If $P_n=\alpha^n+\beta^n\;, \alpha+\beta=1, \;\alpha \cdot \beta=-1,\;P_{n-1}=11,\; P_{n+1}=29$, $\alpha$ and $\beta$ are real numbers. Find $(P_n)^2,\;$ where $n\in \mathbb N$
My Approach:
Method $1$ :
$P_{n-1}\cdot P_{n+1}=11\cdot 29 \implies\; (\alpha^{n-1}+\beta^{n-1})\cdot (\alpha^{n+1}+\beta^{n+1})=\alpha^{2n}+\beta^{2n}+(\alpha \beta)^{n-1}\cdot(\alpha^2+\beta^2)$
$\implies \; 319=P_{2n}+3 (-1)^{n-1}$
$\implies\;P_{2n}=319-3(-1)^{n-1} \implies P_{2n}=319+3(-1)^n$
Now
$(P_{n})^2=(\alpha^n+\beta^n)^2=\alpha^{2n}+\beta^{2n}+2(\alpha \beta)^n\;\implies\;(P_{n})^2=P_{2n}+2(-1)^n$
$\implies \; (P_{n})^2=319+5(-1)^n$
$\implies (P_n)^2=324\;$ If $n$ is even and $(P_n)^2=314\;$ if $n$ is odd.
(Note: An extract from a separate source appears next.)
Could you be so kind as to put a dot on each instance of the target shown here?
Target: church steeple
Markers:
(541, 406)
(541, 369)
But given answer is $324$ only.
Method $2$:
Form a quadratic equation with sum of roots and product of roots is given
$\alpha^2-\alpha-1=0\quad$ and $\quad\beta^2-\beta-1=0$
$\implies \;\alpha^{n+1}=\alpha^n+\alpha^{n-1}\cdots(1)\quad$ and $\quad \beta^{n+1}=\beta^{n}+\beta^{n-1}\cdots (2)$
Now add both equation $(1)+(2)$
$\implies$ $P_{n+1}=P_{n}+P_{n-1} \; \implies \; P_{n}=18$
$\implies \; (P_n)^2=324$.
My doubt: What is wrong with my method $1$ ?
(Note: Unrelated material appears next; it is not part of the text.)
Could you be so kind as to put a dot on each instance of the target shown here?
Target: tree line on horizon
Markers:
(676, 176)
Since $P_n = \alpha^n + \beta^n $, then $P_n$ satisfies the difference equation
$ (E - \alpha)(E - \beta) P_n = 0 $
where $E$ is the advance operator, i.e. $E\left(P_n\right) = P_{n+1}$
Hence, multiplying the operators, we get the difference equation
$P_{n+2} - (\alpha + \beta) P_{n+1} + \alpha \beta P_{n} = 0 $
Substituting the given values of $(\alpha + \beta)$ and $\alpha \beta$,
$P_{n+2} - P_{n+1} - P_{n} = 0 $
That is,
$P_{n+2} = P_{n+1} + P_n$
Now
$P_1 = \alpha + \beta = 1 $
$P_2 = \alpha^2 + \beta^2 = (\alpha+\beta)^2 - 2 \alpha \beta = 3 $
Therefore, the sequence $\{P_n\}$ is as follows:
$1, 3, 4, 7, 11, 18, 29, 47, ... $
We already see our terms $11$ and $29$ , hence the one between them is $ 18 $, whose square is $324$